# Need advice on 'zombie room' for my son's school fall fest



## oaklawn Crematory (Jun 25, 2010)

I would use a "walking Dead" theme....One classic shot out of the series is the chained double doors with red paint on them, "DEAD DO NOT OPEN". Perhpas a trail of fake blood....a gurney....a severed arm and leg thrown on the ground for good measure and.....most importantly....a large strobe light...The strobe will cast an eerily pall on the hallway and disorientate your "guests" , thereby elevating the excitement .


----------



## oaklawn Crematory (Jun 25, 2010)

post some pics when you're done wackychimp...!!!!


----------



## VampVixen (Sep 12, 2012)

I love Oaklawn's Walking Dead doors idea!
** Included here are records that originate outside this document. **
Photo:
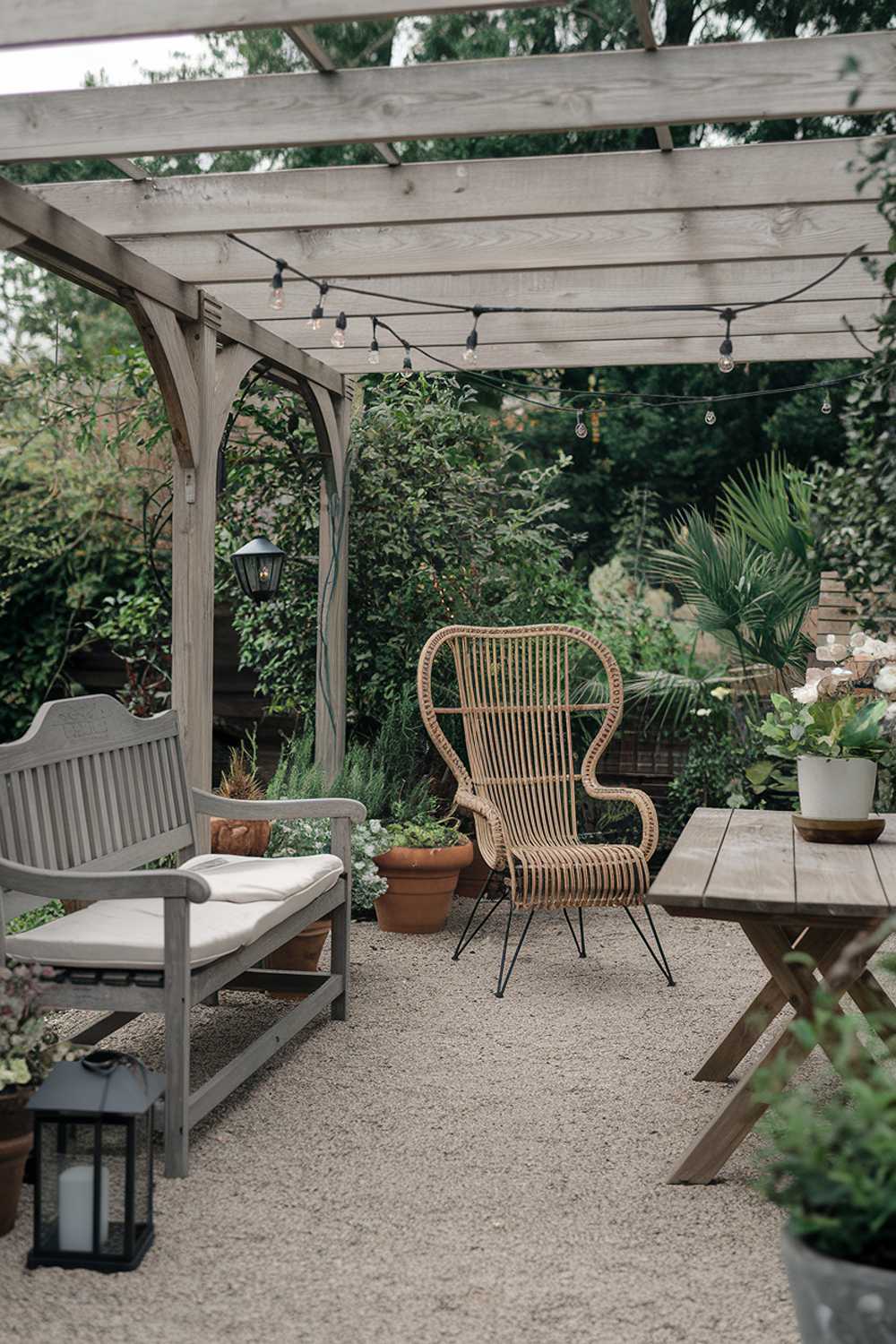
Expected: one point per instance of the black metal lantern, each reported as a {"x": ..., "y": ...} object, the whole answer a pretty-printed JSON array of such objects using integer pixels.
[
  {"x": 93, "y": 1163},
  {"x": 258, "y": 567}
]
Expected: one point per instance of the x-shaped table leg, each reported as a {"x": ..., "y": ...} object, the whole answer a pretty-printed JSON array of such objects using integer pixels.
[{"x": 788, "y": 984}]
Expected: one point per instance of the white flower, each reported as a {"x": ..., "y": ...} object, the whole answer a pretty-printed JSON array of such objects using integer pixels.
[
  {"x": 885, "y": 679},
  {"x": 805, "y": 694}
]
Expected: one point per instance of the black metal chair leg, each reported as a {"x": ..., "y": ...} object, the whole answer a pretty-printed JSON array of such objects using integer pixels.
[
  {"x": 579, "y": 941},
  {"x": 503, "y": 978},
  {"x": 662, "y": 964},
  {"x": 463, "y": 941}
]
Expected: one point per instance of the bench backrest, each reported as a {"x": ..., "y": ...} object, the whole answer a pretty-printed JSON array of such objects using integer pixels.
[{"x": 91, "y": 787}]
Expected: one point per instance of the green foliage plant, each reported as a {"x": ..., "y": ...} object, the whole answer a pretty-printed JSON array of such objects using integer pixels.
[
  {"x": 840, "y": 728},
  {"x": 831, "y": 1164}
]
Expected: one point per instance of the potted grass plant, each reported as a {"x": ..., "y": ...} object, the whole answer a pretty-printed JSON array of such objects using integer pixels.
[
  {"x": 241, "y": 781},
  {"x": 831, "y": 1167},
  {"x": 421, "y": 866},
  {"x": 29, "y": 1050}
]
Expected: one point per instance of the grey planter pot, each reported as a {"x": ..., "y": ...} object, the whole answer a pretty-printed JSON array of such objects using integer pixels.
[{"x": 837, "y": 1301}]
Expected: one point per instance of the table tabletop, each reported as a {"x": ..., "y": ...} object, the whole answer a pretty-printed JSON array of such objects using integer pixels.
[{"x": 737, "y": 863}]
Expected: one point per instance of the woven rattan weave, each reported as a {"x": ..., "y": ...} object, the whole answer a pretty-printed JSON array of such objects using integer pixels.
[{"x": 516, "y": 699}]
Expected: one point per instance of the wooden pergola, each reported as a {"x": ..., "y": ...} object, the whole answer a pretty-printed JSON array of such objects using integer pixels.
[{"x": 720, "y": 226}]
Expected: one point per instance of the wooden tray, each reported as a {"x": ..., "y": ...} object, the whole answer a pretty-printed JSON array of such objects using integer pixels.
[{"x": 840, "y": 832}]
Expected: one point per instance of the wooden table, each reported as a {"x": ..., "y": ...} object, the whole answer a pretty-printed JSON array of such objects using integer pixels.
[{"x": 753, "y": 868}]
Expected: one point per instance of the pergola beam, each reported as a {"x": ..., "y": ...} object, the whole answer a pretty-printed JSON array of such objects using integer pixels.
[
  {"x": 673, "y": 349},
  {"x": 788, "y": 174},
  {"x": 686, "y": 282},
  {"x": 62, "y": 244},
  {"x": 27, "y": 24},
  {"x": 540, "y": 328},
  {"x": 796, "y": 77},
  {"x": 641, "y": 10},
  {"x": 540, "y": 244},
  {"x": 323, "y": 62}
]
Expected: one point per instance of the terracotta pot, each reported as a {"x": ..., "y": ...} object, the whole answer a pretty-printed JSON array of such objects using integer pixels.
[
  {"x": 16, "y": 1133},
  {"x": 245, "y": 838},
  {"x": 473, "y": 876},
  {"x": 421, "y": 884},
  {"x": 300, "y": 953}
]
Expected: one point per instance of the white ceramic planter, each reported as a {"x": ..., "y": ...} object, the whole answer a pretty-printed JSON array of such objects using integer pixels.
[{"x": 836, "y": 790}]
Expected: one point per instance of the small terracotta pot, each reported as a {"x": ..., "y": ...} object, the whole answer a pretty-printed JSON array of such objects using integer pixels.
[
  {"x": 244, "y": 838},
  {"x": 471, "y": 878},
  {"x": 16, "y": 1134},
  {"x": 300, "y": 953},
  {"x": 421, "y": 884}
]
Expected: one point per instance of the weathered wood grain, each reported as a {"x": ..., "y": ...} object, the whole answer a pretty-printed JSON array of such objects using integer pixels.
[
  {"x": 788, "y": 174},
  {"x": 541, "y": 242},
  {"x": 26, "y": 24},
  {"x": 799, "y": 77}
]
Here's something I have pinned, could do it for the windows maybe?


----------



## oaklawn Crematory (Jun 25, 2010)

Oh thats a great idea...I like how you did that!


----------



## DexterSinister (Aug 13, 2011)

If you have helpers/actors, you could take VampVixen's post to the next level. Make a strong wall with a boarded opening and have the actors banging on it and reaching through. Or maybe a shiatsu grabber could be reaching through.


----------



## wackychimp (Jul 16, 2009)

These are great! Thanks everyone. Any other suggestions?


----------